Wälzlein C, Scifoni E, Krämer M, Durante M
GSI Helmholtzzentrum für Schwerionenforschung GmbH, Planckstraße 1, D-64291 Darmstadt, Germany. Frankfurt Institute for Advanced Studies FIAS, Ruth-Moufang-Str. 1, D-60438 Frankfurt am Main, Germany. Technische Universität Darmstadt, Darmstadt, Germany.
Phys Med Biol. 2014 Mar 21;59(6):1441-58. doi: 10.1088/0031-9155/59/6/1441. Epub 2014 Feb 28.
A possible dose enhancement effect by proton or electron irradiation in the vicinity of nanoparticles consisting of different high Z atomic materials has been investigated using the track structure Monte Carlo code TRAX. In the simulations, Fe, Ag, Gd, Pt and Au nanoparticles (r = 22 and 2 nm) were irradiated with monoenergetic proton beams at energies of therapeutic interest (2, 80 and 300 MeV) and 44 keV electrons. Due to the large number of electrons in atoms with high atomic numbers, many electrons can be released in Auger cascades in addition to the primary ionization process. The potential additional nanoscopic radial dose contributions in the presence of metallic nanoparticles are assessed by comparison with liquid water and water simulated with the same density as the metallic materials. We find a noticeable impact of Auger electrons emitted from the nanoparticles. Special focus has been given to the assessment of complete sets of low-energy electron cross sections for the nanoparticle materials.
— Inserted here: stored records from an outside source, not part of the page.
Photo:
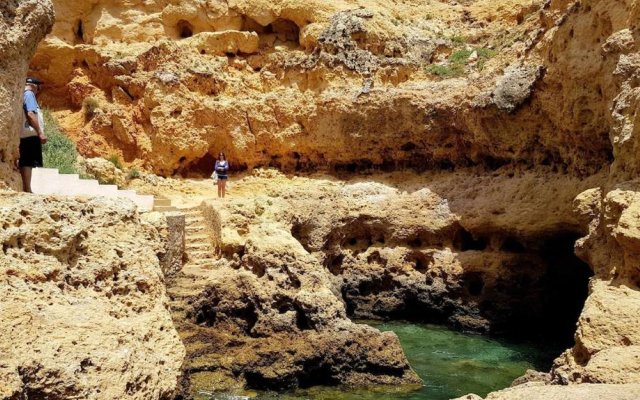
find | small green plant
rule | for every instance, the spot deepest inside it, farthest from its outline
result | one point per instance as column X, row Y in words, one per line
column 445, row 71
column 115, row 160
column 458, row 61
column 90, row 105
column 458, row 40
column 134, row 173
column 59, row 152
column 460, row 56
使用径迹结构蒙特卡罗代码TRAX,研究了在由不同高Z原子材料组成的纳米颗粒附近,质子或电子辐照可能产生的剂量增强效应。在模拟中,用具有治疗意义的能量(2、80和300 MeV)的单能质子束和44 keV电子辐照Fe、Ag、Gd、Pt和Au纳米颗粒(半径分别为22和2 nm)。由于高原子序数原子中有大量电子,除了初级电离过程外,许多电子还能在俄歇级联反应中释放出来。通过与液态水以及模拟的与金属材料密度相同的水进行比较,评估了金属纳米颗粒存在时潜在的额外纳米级径向剂量贡献。我们发现纳米颗粒发射的俄歇电子有显著影响。特别关注了纳米颗粒材料低能电子截面完整数据集的评估。